# Guitar pro, repeating stuff, help needed



## ZeroS1gnol (May 4, 2017)

Hey,

Im such a noob at guitar pro. Thank the maker for this forum then...

I'd like to get some clarification on the best way to repeat sections. The attached example shows verse section (named intro on the img though). I used 'alternative endings' to differentiate between the first three runs and the one final run to complete the riff 4 times in total.

My questions:

-I have added a repeat to this piece, GP does not let me select me how many times it must play. I guess this has to do with the alternative endings added, however the tab shows it gets repeated 5 times(??), rather than 4 times. When I play it stops after 4 times, like it should. What is going on here?

-This entire sections needs to be repeated again (so in total 8x 4 bars). I can copy paste the thing, but there must be a more efficient way, no? I don't see how I can repeat a 'repeat' section.

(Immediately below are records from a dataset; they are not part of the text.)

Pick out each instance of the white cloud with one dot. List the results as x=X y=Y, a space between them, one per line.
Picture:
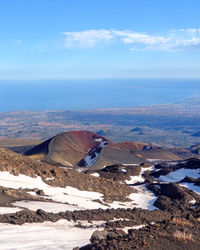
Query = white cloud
x=86 y=38
x=174 y=40
x=18 y=41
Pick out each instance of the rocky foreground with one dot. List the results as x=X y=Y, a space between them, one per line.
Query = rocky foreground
x=142 y=206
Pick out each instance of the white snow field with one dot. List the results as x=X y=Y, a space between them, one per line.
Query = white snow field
x=9 y=210
x=44 y=236
x=180 y=174
x=75 y=199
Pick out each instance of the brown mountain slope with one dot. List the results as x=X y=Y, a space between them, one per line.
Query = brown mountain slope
x=58 y=177
x=67 y=148
x=82 y=148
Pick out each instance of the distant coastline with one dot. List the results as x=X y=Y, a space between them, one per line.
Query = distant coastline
x=92 y=94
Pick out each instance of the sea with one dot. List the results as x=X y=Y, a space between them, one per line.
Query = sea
x=38 y=95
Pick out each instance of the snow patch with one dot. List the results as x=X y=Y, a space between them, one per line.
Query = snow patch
x=44 y=236
x=179 y=175
x=95 y=174
x=9 y=210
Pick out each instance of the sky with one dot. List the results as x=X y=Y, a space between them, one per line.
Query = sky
x=97 y=39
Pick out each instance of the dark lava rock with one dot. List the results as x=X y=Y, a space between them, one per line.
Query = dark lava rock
x=99 y=235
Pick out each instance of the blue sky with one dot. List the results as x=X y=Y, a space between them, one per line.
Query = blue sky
x=64 y=39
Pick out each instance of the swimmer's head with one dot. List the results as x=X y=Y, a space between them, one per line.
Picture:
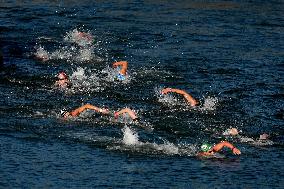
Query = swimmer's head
x=64 y=113
x=197 y=102
x=264 y=136
x=205 y=147
x=62 y=76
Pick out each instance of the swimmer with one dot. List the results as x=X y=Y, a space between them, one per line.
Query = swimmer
x=231 y=131
x=78 y=111
x=63 y=81
x=209 y=150
x=83 y=38
x=123 y=65
x=193 y=102
x=126 y=112
x=41 y=54
x=261 y=141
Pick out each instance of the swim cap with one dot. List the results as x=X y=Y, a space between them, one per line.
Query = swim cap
x=63 y=112
x=205 y=147
x=120 y=77
x=62 y=75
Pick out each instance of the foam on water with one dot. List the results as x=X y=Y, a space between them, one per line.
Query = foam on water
x=109 y=74
x=77 y=49
x=41 y=53
x=129 y=136
x=74 y=37
x=86 y=81
x=168 y=99
x=210 y=103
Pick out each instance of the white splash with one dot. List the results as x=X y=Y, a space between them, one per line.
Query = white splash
x=109 y=74
x=168 y=99
x=167 y=148
x=76 y=36
x=41 y=53
x=210 y=103
x=79 y=74
x=129 y=136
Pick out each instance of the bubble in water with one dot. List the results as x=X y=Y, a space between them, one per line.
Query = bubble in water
x=129 y=137
x=41 y=53
x=210 y=103
x=167 y=99
x=167 y=148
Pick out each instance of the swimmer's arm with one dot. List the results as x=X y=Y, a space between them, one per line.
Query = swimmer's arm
x=126 y=110
x=223 y=144
x=79 y=110
x=188 y=97
x=123 y=64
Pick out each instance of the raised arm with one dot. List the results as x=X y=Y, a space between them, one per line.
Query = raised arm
x=223 y=144
x=188 y=97
x=79 y=110
x=126 y=110
x=124 y=66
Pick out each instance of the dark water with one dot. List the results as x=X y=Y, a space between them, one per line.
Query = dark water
x=230 y=55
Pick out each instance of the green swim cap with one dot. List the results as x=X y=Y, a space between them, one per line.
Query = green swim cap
x=205 y=147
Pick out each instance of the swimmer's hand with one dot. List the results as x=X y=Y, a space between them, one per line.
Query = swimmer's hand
x=166 y=90
x=236 y=151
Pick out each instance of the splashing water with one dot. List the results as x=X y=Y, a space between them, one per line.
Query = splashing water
x=167 y=148
x=79 y=74
x=210 y=103
x=129 y=137
x=168 y=99
x=85 y=81
x=83 y=39
x=41 y=53
x=110 y=75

I'm curious about your solutions to this issue, or just some advice in best practices.

Regards,
ZeroS1gnol


----------



## Dredg (May 11, 2017)

Which version of GP are you using?


----------



## ZeroS1gnol (May 12, 2017)

gp6


----------



## Dredg (May 13, 2017)

In GP6, your repeat commands are on either side of the alternate ending button. Try using the "start a repeat sequence" command (the leftmost icon circled) on the first bar, and then the "closing the repeat sequence" command (the rightmost icon circled). A contextual window should pop up and allow you to select the number of times it repeats.

Let me know if this doesn't work.


----------